Merken

Mit Musik durch 70 gemeinsame Jahre

Die Berggießhübler Lissy und Werner Kretzschmar kennen sich seit der ersten Klasse. Zu ihrer Gnadenhochzeit spielt ein besonderes Orchester.

Teilen
Folgen
© Kristin Richter

Von Heike Sabel

Berggießhübel. Was sich liebt, das neckt sich. Geneckt haben sich Lissy und Werner schon, da war an Liebe noch nicht zu denken. In der ersten Klasse damals in Reinhardtsdorf war es, da rannte Werner an drei Mädels vorbei und drängt sie vom Weg ab. Ein Mädchen fiel den Hang drei Meter herunter. „Sie hatte sich aber nichts getan“, sagt Werner. Trotzdem musste er sich entschuldigen gehen. Zur Verstärkung nahm er seinen Opa mit. „Der rannte mir immer hinterher“, sagt Lissy. Das zweite Mal bei der Tanzstunde und dann bei der Lehrerbildung, da saß er ganz zufällig neben ihr. Das war im Jahr 1946. Ein Jahr später heirateten sie. Nun feiern sie am 8. Februar Gnadenhochzeit.

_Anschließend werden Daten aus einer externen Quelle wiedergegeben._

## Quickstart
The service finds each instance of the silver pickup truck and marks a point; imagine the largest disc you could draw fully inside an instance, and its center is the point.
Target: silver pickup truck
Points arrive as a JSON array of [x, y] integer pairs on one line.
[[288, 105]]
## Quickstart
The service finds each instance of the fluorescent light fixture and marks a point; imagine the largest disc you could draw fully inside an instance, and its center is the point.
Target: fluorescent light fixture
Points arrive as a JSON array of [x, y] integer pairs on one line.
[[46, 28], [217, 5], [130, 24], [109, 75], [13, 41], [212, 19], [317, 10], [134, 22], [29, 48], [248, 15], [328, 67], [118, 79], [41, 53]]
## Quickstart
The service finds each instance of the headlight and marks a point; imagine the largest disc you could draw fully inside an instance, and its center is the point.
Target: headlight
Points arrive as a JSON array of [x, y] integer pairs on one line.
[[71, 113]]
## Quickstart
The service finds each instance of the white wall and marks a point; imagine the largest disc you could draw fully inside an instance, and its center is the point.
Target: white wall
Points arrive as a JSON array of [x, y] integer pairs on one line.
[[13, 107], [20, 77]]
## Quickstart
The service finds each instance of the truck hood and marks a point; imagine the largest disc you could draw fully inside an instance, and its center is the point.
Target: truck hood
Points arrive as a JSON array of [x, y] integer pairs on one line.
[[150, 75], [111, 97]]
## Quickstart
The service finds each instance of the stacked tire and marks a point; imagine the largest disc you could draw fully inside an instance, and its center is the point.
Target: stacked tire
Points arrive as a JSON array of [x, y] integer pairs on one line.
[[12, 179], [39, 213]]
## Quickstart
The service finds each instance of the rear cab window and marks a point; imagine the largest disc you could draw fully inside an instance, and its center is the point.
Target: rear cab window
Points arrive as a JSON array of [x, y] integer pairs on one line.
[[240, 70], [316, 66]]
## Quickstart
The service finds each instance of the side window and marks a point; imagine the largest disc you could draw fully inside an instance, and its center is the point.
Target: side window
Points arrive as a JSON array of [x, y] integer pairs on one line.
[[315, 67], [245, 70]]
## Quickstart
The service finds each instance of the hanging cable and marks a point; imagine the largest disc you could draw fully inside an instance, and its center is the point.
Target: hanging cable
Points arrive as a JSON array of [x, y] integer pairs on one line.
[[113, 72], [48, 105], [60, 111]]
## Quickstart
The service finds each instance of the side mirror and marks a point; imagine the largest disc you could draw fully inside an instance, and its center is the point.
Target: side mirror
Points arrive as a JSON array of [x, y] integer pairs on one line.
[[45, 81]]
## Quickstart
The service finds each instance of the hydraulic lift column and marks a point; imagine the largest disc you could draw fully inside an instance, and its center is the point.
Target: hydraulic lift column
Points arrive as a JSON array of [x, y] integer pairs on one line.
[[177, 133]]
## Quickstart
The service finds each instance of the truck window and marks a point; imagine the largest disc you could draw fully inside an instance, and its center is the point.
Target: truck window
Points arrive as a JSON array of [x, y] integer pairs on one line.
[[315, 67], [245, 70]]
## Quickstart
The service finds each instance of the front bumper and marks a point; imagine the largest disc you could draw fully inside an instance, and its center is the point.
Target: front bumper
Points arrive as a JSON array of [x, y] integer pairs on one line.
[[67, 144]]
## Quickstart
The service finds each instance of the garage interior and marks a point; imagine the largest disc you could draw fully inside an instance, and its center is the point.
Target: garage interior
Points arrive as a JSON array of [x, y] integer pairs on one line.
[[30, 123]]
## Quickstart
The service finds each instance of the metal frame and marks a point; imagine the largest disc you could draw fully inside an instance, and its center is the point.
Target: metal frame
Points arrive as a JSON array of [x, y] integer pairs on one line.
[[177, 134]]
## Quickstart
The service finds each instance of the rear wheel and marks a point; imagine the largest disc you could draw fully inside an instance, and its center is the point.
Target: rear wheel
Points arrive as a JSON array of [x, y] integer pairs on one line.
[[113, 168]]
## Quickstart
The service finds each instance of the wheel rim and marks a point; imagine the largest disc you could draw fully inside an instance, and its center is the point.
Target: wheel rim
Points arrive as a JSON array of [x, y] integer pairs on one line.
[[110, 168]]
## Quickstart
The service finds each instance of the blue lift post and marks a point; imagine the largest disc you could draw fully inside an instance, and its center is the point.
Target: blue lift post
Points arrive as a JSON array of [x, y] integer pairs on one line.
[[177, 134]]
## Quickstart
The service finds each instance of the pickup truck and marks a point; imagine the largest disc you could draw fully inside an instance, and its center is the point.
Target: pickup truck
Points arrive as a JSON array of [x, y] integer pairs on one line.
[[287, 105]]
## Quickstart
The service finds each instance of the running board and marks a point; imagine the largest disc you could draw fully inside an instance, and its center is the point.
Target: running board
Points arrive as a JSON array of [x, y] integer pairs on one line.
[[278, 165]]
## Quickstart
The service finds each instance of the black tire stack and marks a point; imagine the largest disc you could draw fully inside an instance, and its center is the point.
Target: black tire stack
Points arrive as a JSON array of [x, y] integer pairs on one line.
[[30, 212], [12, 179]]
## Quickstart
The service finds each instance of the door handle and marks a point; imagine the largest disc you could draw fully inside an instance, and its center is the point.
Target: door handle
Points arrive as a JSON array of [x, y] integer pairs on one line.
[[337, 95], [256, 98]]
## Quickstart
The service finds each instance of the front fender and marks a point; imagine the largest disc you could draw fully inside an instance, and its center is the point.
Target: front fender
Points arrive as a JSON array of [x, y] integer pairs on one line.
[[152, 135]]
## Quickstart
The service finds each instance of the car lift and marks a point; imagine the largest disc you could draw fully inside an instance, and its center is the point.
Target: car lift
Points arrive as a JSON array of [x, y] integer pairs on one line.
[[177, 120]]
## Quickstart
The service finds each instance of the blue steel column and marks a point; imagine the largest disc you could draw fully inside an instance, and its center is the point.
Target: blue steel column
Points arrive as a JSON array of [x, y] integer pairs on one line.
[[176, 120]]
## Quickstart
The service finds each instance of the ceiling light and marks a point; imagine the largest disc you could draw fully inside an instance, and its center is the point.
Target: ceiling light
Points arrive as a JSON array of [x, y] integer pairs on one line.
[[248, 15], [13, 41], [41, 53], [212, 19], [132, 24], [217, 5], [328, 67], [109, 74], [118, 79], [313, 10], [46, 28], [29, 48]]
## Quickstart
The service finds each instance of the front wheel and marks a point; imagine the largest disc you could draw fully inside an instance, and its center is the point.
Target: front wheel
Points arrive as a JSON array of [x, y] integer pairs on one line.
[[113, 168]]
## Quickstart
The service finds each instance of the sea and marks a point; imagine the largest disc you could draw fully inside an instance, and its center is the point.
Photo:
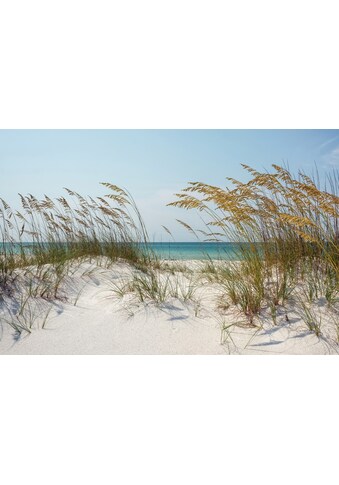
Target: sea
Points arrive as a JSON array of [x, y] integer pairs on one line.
[[179, 250]]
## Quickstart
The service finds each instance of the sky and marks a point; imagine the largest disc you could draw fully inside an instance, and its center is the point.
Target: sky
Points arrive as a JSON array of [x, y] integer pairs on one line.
[[152, 164]]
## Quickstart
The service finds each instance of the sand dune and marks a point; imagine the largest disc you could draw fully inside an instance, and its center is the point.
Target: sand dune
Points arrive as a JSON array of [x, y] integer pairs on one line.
[[89, 318]]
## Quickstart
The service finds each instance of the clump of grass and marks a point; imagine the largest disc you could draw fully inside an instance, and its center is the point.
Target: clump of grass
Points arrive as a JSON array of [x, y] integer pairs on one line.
[[285, 229]]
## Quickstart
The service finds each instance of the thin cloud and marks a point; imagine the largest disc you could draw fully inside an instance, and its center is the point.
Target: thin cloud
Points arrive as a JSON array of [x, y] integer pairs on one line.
[[328, 142], [332, 158]]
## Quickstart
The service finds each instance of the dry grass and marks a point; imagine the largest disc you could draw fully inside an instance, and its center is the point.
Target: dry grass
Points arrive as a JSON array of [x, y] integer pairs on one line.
[[287, 230]]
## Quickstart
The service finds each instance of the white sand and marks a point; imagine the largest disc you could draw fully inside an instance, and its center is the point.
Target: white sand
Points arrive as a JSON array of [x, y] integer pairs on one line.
[[101, 323]]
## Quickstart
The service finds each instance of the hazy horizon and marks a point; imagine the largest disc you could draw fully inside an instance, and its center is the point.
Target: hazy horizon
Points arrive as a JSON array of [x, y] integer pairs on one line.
[[152, 164]]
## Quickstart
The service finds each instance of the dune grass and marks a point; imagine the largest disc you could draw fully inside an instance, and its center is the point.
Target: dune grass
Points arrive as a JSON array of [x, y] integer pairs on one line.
[[288, 230], [45, 240]]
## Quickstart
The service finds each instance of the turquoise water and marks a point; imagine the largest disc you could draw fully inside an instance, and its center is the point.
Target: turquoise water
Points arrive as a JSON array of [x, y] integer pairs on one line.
[[182, 250], [195, 250]]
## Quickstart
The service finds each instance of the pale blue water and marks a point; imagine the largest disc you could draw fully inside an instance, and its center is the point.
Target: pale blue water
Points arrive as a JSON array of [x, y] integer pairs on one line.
[[179, 250]]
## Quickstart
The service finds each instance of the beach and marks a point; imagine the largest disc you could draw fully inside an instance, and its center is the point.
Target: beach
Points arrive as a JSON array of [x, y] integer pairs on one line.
[[89, 317]]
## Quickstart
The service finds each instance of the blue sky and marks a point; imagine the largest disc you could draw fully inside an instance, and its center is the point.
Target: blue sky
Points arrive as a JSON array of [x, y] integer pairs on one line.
[[152, 164]]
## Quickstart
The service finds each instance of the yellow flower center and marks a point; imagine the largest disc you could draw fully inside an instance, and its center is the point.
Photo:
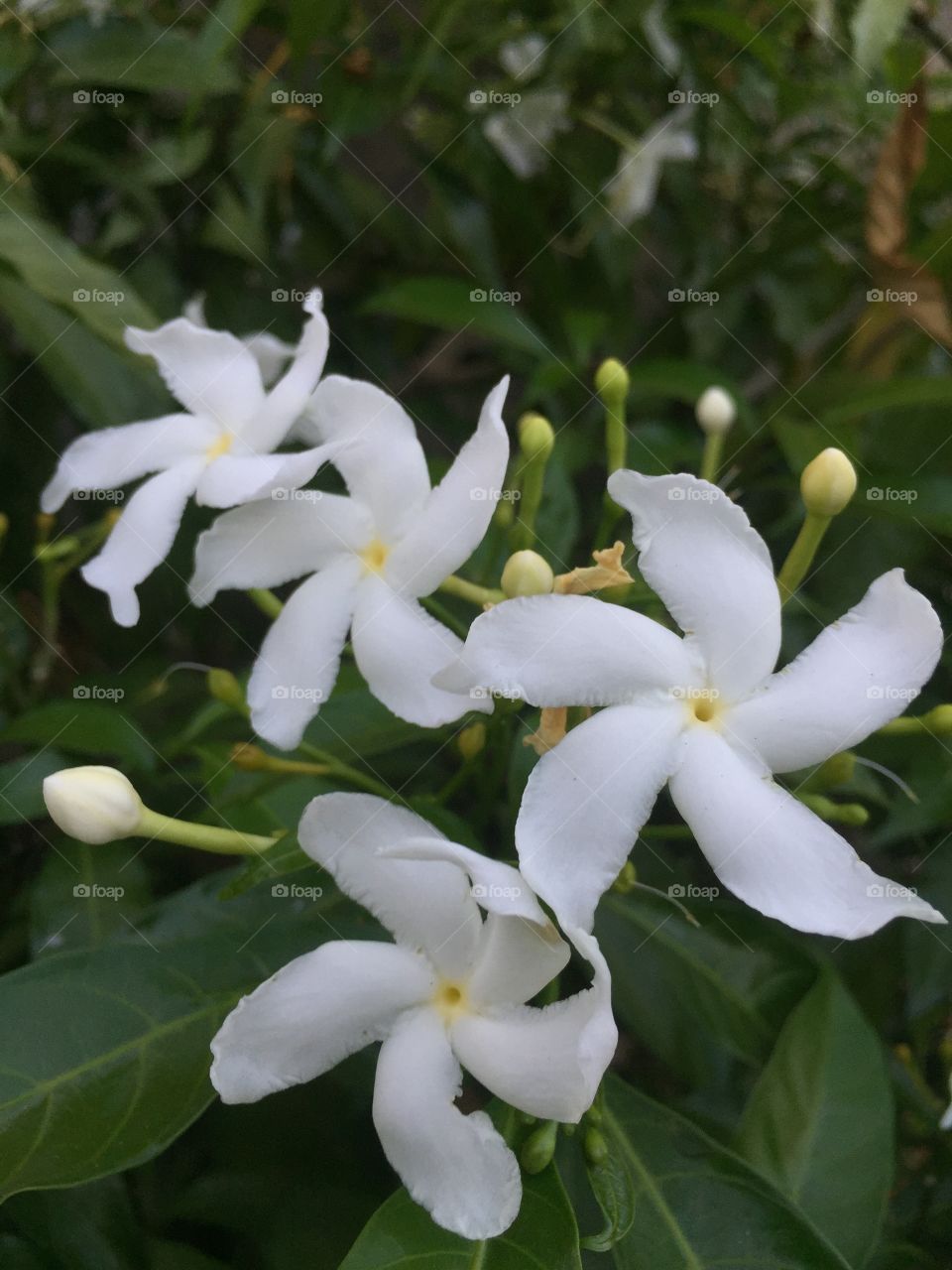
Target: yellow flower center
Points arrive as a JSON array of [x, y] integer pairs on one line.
[[375, 557], [451, 1000], [220, 447]]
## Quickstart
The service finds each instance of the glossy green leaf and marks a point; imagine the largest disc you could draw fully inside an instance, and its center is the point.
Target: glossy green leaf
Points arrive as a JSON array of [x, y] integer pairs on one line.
[[819, 1121], [698, 1206], [400, 1233]]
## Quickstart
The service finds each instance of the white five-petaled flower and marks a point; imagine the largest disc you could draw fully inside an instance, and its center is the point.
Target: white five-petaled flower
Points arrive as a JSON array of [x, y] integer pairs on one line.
[[218, 448], [371, 556], [451, 991], [703, 712]]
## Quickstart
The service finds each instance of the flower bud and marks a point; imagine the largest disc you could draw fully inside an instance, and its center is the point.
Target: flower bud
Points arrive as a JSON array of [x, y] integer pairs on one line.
[[526, 572], [828, 483], [536, 436], [471, 740], [715, 411], [93, 804], [612, 380]]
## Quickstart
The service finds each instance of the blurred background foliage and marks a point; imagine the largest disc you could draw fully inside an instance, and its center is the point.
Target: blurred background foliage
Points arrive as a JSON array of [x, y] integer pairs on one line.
[[787, 232]]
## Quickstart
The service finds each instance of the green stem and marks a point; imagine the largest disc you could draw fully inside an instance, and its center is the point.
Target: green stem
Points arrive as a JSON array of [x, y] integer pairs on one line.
[[267, 601], [801, 554], [465, 589], [712, 454], [202, 837]]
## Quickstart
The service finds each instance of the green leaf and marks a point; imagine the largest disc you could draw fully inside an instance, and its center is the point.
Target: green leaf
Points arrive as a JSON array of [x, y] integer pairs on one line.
[[698, 1206], [104, 1055], [400, 1233], [819, 1121], [875, 26], [449, 304], [51, 266], [134, 55]]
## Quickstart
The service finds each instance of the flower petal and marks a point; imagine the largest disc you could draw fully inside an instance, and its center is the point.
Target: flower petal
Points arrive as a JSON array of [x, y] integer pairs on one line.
[[399, 648], [453, 520], [235, 479], [544, 1062], [141, 538], [560, 651], [111, 457], [211, 372], [271, 541], [456, 1166], [291, 394], [298, 666], [774, 853], [587, 801], [711, 570], [425, 905], [384, 466], [856, 676], [313, 1012]]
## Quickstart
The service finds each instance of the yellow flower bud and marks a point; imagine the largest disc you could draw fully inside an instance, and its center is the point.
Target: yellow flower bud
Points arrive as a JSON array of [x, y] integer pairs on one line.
[[715, 411], [93, 804], [527, 574], [828, 483], [536, 436], [471, 739]]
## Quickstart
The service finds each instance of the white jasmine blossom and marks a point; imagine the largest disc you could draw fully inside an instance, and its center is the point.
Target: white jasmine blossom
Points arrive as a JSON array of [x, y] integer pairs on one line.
[[449, 993], [371, 556], [703, 712], [218, 448]]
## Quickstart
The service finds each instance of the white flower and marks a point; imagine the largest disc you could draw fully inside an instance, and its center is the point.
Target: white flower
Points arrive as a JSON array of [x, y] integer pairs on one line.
[[218, 448], [703, 712], [372, 557], [93, 804], [451, 991], [633, 190]]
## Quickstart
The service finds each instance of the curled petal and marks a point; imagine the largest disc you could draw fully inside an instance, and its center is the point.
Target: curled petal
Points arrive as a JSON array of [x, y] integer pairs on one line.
[[141, 538], [558, 651], [774, 853], [711, 570], [587, 801], [856, 676], [425, 905], [313, 1012], [298, 666], [456, 1166], [453, 520]]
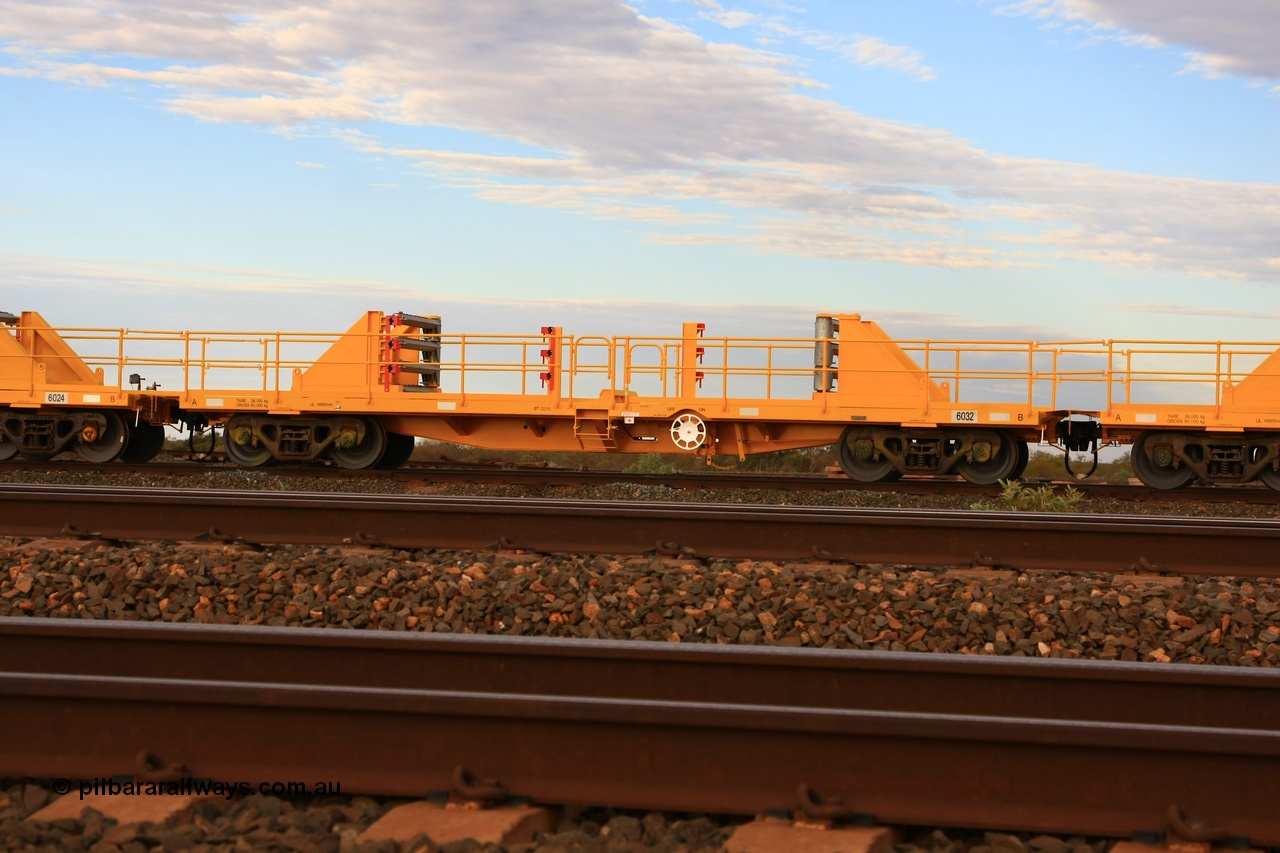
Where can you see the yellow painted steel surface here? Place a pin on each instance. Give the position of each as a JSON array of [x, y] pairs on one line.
[[557, 391]]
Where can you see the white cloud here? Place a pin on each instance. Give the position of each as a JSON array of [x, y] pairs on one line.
[[631, 118], [1224, 37]]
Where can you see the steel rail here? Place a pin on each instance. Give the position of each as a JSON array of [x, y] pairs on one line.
[[1025, 541], [684, 480], [1022, 744]]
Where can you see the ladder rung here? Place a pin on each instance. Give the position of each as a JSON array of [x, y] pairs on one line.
[[425, 323], [417, 343]]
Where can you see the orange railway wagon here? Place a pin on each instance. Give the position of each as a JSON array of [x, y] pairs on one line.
[[1207, 411]]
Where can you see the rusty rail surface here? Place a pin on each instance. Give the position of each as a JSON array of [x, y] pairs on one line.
[[1098, 748], [533, 475], [1025, 541]]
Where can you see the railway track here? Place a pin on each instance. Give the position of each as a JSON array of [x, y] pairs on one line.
[[686, 480], [1022, 744], [1023, 541]]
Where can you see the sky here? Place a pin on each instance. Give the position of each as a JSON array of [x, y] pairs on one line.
[[950, 168]]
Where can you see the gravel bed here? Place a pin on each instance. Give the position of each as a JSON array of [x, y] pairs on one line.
[[332, 824], [279, 479], [1104, 616], [1216, 620]]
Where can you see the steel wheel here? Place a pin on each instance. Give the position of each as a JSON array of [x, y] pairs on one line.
[[400, 447], [145, 442], [688, 430], [247, 454], [999, 466], [106, 443], [1147, 459], [366, 452], [856, 456]]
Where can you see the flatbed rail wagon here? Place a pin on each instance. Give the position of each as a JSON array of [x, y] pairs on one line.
[[1206, 411]]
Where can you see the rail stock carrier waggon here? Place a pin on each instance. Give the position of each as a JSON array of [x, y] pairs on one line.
[[1206, 411]]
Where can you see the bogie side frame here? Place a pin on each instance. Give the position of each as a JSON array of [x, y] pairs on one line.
[[1207, 411]]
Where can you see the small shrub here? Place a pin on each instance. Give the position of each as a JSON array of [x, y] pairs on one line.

Nur einmal in all den Jahren hat Werner den Hochzeitstag vergessen. „Den 32.“, sagt Lissy. Dafür hatte ihr Chef es irgendwie erfahren. Als dann abends eine Azalee und Wein auf dem Tisch standen, wunderte sich Werner. Jetzt ist es ein Strauß Rosen. Der ist von seinem 89. Geburtstag Ende Januar, sie wird im Juli 90. „Dabei fühle ich mich wie 18“, hat sie am Montag dem Zahnarzt gesagt. Sie erzählen abwechselnd etwas. Sie sagt dann gern: „Aber das kommt nicht in den Artikel“, und rempelt ihn am Arm.

Dann steht sie auf: „Bei mir leiert die Waschmaschine.“ Er zeigt sein Hobby, gestaltete Karten, zum Beispiel mit Muscheln. Über zehn Jahren flogen sie jedes Jahr nach Mallorca. Noch heute bringen ihm Freunde Muscheln mit. Er weiß schon gar nicht mehr, was er mit den ganzen Karten machen soll.

Beide waren Lehrer und zogen erst Anfang der 1990er-Jahre nach Berggießhübel, und beide sind noch immer musikalisch. Er spielt Akkordeon und Geige, leitete viele Jahre den Bürgermeisterchor der Region, der auch im DDR-Fernsehen auftrat, und dann den Seniorenchor. Lissy nahm Gesangs- und Klavierunterricht, bis der Lehrer in den Krieg musste. Sie hat all die Jahre bei ihrem Mann im Chor mitgesungen. Noch heute treffen sich die Sänger monatlich. „Das bereitet er vor, als wenn es noch der Chor wäre“, sagt Lissy. Und wieder ist da dieses Necken, zu dem Werner Kretzschmar lächelt.

Die Musik hat sich vererbt und gehört zur Familie mit einer Tochter, drei Enkeln und zwei Urenkeln. Alle machen irgendwie Musik. Für die Einladung zur Feier am Sonnabend und seine Festrede hat Werner Kretzschmar wieder gedichtet: „Bei Kretzschmars die alte Leiter, ohne Musik keine Feier.“ Geige, Schlagzeug, Gitarren, Gesang und natürlich Kretzschmars Akkordeon werden erklingen. Wenn rund 30 Gäste musizieren, wird das ein besonderes Orchester.

„Werner, nein, nicht so“, unterbricht sie ihn manchmal. Zum Beispiel, wenn er hofft, noch lange Auto fahren zu können. „Ich fühle mich sicher.“ Sie schüttelt mit dem Kopf. Er ist verwöhnt und geizig, sagt sie. Böse meint sie es nicht. Er lacht auch meist darüber. Sie necken und lieben sich eben immer noch.